'Overnight success' in line for Desmond Elliott prize
An unemployed civil servant who sparked a bidding war with his first novel is one of three debut novelists up for the Desmond Elliott Prize.
Stephen Kelman is nominated for Pigeon English, which tells of a young boy living on a rough London estate.
Two other novels, both by journalists, are also in contention for the prize, named in honour of the distinguished late publisher and literary agent.
They are Boxer, Beetle by Ned Beauman and Saraswati Park by Anjali Joseph.
London-based Beauman has written for Dazed and Confused and The Guardian, while Joseph was once commissioning editor of Elle's Indian magazine.
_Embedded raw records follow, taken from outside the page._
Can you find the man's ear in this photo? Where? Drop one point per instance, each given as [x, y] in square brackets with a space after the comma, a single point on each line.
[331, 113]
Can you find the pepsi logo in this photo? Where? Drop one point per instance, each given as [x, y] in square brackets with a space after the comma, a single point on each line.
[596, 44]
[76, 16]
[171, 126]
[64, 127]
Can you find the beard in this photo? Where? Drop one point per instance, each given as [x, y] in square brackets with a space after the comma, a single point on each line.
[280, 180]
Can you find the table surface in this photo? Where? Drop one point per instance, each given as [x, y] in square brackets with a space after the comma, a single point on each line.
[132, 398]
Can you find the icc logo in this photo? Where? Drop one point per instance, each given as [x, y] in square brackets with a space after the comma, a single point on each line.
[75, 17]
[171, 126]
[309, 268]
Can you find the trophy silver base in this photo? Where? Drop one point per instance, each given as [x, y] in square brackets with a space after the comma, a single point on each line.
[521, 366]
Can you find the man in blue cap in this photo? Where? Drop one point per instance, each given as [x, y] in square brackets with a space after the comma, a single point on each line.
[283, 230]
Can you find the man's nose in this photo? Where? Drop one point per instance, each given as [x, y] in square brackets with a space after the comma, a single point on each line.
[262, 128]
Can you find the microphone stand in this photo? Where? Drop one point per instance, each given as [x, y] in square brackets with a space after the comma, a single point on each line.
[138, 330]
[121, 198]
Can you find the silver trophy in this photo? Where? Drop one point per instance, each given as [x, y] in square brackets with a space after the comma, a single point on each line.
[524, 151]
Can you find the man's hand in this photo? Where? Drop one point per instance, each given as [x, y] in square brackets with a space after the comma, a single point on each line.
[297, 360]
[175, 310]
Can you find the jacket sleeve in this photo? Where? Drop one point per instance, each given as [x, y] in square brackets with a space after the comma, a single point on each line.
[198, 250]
Alternating between the 1930s and the present, Boxer, Beetle tells a complex story involving Nazism, eugenics and selective breeding.
Set in the suburbs of Mumbai, Saraswati Park tells of a married couple and the 19-year-old nephew who comes to live with them.
Broadcaster Edward Stourton, who chairs this year's judging panel, said the shortlisted books "stood out for very different reasons".
"Anyone who enjoys contemporary fiction should read them all," he added.
Pigeon English was the subject of a bidding war between 12 of the country's top publishers, resulting in a six-figure advance, international sales and a two-book deal.
It tells the story of 11-year-old Ghanaian immigrant Harri, caught up in gang warfare on a south London estate.
Last year's prize went to Ali Shaw, a former bookseller from Dorset who spent almost five years writing his debut novel, The Girl with Glass Feet.